1 John 2:17 Love not the world, neither the things that are in the world. If any man love the world, the love of the Father is not in him.

16 For all that is in the world, the lust of the flesh, and the lust of the eyes, and the pride of life, is not of the Father, but is of the world.

17 And the world passeth away, and the lust thereof: but he that doeth the will of God abideth forever.

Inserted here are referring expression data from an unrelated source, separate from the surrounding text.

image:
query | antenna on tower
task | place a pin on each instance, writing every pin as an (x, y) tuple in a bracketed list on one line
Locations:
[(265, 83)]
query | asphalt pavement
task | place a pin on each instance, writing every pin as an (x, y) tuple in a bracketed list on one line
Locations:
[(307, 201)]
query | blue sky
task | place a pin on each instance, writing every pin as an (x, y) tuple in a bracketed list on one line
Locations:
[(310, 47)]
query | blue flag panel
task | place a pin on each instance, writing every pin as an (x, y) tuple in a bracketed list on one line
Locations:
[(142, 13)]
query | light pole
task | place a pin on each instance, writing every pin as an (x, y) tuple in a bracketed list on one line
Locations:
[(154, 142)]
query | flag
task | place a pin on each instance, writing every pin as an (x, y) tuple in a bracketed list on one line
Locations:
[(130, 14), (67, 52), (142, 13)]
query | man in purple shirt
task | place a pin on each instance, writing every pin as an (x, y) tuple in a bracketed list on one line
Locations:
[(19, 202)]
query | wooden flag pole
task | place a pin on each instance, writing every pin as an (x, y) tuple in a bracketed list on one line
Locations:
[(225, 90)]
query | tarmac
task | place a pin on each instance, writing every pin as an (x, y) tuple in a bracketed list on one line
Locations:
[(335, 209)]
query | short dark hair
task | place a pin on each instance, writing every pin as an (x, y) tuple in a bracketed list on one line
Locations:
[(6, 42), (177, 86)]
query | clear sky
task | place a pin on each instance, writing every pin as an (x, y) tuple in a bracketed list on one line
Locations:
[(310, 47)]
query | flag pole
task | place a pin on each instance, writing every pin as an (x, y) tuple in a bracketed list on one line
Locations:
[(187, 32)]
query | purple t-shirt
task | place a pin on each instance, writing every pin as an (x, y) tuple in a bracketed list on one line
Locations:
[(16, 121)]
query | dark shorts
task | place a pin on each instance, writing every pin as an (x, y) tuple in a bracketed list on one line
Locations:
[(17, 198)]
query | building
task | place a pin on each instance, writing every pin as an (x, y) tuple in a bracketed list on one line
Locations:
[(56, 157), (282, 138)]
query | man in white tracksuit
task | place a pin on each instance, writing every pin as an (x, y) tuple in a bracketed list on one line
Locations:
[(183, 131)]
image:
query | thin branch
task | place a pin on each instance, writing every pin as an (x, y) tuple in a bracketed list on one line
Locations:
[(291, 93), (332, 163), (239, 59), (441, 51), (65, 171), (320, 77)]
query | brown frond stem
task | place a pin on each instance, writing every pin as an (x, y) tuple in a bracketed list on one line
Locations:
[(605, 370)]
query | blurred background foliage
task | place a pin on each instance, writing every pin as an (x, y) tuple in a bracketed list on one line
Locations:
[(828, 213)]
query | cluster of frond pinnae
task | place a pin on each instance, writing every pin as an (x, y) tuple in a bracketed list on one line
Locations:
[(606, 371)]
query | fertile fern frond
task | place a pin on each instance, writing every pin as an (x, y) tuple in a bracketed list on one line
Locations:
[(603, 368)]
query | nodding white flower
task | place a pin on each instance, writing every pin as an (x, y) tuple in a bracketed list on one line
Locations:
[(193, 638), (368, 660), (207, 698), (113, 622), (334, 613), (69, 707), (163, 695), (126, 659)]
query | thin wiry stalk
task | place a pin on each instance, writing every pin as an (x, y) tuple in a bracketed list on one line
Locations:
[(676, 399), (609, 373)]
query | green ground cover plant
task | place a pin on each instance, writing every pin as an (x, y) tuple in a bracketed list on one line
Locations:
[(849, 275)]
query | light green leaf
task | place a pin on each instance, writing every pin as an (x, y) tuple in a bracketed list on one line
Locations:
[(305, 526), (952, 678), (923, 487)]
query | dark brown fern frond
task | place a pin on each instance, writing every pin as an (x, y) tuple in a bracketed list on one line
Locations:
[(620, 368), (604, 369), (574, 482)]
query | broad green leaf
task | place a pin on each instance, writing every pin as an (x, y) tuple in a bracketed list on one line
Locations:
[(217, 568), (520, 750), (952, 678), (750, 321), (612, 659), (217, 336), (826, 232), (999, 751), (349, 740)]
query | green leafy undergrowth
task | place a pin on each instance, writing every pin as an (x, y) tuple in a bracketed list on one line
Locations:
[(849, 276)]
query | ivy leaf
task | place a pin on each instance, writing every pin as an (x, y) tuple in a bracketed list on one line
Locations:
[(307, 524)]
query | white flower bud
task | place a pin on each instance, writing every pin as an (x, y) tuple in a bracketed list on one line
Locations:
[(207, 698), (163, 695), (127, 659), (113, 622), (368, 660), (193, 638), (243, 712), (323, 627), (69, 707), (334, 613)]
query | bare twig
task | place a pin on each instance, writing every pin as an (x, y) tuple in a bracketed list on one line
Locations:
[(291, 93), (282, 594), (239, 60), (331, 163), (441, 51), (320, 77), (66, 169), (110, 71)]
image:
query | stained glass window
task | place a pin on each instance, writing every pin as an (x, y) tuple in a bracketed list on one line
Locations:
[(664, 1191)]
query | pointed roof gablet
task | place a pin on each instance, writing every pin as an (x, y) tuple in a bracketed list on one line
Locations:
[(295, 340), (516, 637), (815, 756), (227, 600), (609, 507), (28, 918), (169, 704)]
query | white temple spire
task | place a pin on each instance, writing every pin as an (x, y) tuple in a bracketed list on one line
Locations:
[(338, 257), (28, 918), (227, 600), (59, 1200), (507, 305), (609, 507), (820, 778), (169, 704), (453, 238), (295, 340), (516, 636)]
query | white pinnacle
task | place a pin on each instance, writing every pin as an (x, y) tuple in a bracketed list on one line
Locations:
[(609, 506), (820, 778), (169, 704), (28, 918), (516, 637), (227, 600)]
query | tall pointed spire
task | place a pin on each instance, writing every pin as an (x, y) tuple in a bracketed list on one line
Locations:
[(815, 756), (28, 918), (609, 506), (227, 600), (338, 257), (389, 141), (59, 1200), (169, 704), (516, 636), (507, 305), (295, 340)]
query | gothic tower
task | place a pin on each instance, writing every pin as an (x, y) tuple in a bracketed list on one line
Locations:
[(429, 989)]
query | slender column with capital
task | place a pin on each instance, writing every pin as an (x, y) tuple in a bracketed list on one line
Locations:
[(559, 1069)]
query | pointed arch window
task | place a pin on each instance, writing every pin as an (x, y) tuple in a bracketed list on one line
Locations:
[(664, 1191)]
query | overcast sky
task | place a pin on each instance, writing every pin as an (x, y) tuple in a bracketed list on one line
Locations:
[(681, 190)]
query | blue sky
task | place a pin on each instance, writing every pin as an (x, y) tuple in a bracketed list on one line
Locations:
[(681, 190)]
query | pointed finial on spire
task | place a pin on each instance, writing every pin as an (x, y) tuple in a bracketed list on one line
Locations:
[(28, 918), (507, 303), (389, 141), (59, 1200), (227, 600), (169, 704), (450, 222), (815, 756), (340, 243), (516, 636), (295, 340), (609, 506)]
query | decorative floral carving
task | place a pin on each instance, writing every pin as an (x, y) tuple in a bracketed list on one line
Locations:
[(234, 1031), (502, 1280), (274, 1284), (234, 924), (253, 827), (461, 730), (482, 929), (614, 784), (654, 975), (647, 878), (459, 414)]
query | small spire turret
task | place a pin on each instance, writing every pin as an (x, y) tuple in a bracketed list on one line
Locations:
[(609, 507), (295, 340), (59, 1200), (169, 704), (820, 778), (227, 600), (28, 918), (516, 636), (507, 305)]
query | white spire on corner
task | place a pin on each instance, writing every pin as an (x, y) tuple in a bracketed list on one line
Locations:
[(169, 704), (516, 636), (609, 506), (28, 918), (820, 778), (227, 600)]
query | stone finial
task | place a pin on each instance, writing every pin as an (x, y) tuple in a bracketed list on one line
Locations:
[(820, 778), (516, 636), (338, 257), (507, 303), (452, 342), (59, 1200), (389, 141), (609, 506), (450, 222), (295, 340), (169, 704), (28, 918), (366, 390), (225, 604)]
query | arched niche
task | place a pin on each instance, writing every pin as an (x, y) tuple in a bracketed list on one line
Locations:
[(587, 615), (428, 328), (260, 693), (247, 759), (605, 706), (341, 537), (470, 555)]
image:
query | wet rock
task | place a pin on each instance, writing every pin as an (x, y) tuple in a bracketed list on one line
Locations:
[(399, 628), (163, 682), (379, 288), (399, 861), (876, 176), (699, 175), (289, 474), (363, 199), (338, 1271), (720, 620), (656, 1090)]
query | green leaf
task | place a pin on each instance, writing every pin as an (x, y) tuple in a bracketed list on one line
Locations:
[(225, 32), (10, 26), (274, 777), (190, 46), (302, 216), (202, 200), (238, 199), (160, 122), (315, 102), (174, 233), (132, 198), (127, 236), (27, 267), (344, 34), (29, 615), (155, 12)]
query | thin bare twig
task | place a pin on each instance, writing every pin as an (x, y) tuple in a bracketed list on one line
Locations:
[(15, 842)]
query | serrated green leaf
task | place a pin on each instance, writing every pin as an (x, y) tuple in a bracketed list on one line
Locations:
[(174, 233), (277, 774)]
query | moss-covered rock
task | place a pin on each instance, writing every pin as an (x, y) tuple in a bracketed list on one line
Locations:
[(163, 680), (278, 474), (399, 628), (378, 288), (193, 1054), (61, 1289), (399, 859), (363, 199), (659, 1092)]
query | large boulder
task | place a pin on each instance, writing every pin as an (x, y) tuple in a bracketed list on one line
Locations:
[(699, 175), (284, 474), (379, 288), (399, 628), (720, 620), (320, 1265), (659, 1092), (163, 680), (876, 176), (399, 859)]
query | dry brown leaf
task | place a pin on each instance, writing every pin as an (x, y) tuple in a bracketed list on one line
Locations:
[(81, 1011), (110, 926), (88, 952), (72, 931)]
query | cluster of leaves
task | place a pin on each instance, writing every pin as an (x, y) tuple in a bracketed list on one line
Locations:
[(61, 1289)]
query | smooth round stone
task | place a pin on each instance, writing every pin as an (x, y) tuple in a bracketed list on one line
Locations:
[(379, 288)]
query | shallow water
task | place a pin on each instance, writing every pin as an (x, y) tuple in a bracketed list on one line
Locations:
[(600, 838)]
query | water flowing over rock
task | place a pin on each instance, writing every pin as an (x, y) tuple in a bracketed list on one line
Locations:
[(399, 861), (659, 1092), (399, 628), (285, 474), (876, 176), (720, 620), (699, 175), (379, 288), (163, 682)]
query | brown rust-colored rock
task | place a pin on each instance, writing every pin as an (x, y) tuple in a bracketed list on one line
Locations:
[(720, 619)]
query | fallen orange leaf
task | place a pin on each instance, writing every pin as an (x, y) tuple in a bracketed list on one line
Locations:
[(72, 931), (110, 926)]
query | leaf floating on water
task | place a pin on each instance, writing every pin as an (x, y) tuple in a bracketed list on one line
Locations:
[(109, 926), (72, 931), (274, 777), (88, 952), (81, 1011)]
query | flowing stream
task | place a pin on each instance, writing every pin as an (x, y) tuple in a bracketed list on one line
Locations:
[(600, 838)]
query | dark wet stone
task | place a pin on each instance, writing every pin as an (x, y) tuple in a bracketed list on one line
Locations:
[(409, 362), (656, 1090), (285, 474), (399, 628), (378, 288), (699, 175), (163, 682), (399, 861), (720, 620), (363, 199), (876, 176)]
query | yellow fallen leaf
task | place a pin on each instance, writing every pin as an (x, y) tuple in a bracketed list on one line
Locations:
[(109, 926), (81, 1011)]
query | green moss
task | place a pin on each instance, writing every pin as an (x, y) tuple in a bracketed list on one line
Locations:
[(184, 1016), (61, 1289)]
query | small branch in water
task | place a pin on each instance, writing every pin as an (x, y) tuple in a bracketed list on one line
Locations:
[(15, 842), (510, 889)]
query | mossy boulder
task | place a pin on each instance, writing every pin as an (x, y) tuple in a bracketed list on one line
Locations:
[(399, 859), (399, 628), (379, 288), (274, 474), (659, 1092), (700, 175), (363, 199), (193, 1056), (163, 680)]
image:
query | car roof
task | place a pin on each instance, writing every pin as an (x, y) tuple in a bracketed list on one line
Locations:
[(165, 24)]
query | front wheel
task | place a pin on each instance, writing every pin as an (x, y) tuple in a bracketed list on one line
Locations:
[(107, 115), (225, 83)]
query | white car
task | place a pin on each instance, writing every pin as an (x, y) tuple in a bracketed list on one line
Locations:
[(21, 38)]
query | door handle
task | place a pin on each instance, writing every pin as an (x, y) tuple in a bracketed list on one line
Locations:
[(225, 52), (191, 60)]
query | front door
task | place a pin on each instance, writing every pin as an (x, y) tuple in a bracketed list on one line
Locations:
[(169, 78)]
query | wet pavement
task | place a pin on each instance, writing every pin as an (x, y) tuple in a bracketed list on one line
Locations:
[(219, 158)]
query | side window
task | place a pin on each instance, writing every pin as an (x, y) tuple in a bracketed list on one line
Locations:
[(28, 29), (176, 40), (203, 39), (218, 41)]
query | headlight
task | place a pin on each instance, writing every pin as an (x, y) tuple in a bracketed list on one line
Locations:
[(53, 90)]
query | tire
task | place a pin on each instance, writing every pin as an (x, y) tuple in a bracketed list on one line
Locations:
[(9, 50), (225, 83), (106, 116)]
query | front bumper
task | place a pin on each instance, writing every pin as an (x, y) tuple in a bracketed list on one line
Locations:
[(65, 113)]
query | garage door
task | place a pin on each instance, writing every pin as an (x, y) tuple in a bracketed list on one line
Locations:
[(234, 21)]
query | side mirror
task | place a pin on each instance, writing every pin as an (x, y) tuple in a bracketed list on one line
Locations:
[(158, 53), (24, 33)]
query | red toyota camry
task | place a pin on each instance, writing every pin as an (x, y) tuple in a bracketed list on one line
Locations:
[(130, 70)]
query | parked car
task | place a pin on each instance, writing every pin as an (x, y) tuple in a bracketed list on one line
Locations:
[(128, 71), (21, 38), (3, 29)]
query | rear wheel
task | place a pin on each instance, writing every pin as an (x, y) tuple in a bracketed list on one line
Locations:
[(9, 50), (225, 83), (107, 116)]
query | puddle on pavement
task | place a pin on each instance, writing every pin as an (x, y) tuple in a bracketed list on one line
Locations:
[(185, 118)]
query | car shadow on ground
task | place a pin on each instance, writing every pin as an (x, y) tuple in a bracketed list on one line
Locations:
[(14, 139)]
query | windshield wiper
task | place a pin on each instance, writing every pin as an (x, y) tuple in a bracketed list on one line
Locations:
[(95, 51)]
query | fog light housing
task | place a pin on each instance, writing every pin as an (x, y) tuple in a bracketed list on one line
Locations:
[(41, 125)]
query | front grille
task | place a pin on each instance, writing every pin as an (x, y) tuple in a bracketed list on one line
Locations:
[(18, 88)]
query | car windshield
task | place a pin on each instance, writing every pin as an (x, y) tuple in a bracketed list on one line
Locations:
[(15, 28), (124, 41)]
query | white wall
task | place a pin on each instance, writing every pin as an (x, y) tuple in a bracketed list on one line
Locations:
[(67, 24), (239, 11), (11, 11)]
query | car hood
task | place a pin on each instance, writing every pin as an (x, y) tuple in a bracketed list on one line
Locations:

INTRODUCTION: To set the stage for this message I want to share some personal observations with you that I hope you can relate to. First, the Bible teaches us that God has placed something inside of every human being that tells us that there is more to life that just what we can experience with our five senses; that there is something beyond this life, that life is more than just birth and death. Yet, there are so many, even many who profess to be Christians who seem to be living for the moment, just for this life. Second, I don't think that I can remember a time in my life when it was any more difficult to live the Christian life, not that we are being persecuted or anything like, but the lines between what it means to be a Christian or not have become so blurred that there is seemingly little difference between the two, and therein lies the difficulty. How can we know that we are on the right track? How can we know that when we come to end of life here on earth that we can be assured that we will have a home in heaven? The Apostle John gives us several admonitions and declares several truths so based on that I want to ask three questions. First, what is:

I. The Focus on Our Affections

Colossians 3:2 Set your affection on things above, not on things on the earth.

a. The prohibition

If we want to have a life that lasts we cannot "...love the world, neither the things that are in the world..."

(Prohibition with mē and the present active imperative of agapaō, either stop doing it or do not have the habit of doing it.)

ILL - A recent survey of Discipleship Journal readers ranked areas of greatest spiritual challenge to them. These are listed in this order. 1. Materialism. 2. Pride. 3. Self-centeredness. 4. Laziness. 5. Tied were: Anger/Bitterness/Sexual lust. 6. Envy. 7. Gluttony. 8. Lying. (3)

There's little difference in ethical behavior between the churched and the unchurched. Religion, for most people, isn't really a life changing experience. People cite it as important, for instance, in overcoming depression, getting through a problem at home, work, or school but it doesn't seem to have first place in determining personal behavior.

b. The problem

The Apostles point is "if any keep on loving the world," that is, there is the possibility that a man might profess to be a Christian but still love the world. This individual still has an attachment to the world and the "...things..." of the world (Greek kosmos) which for those of John's day would have been a distinctly Roman world and its system.

c. The paradox

The love of the world and the love of the Father are so opposed that we cannot do both at once. John says that is impossible for "...the love of the Father..." to dwell in such a person.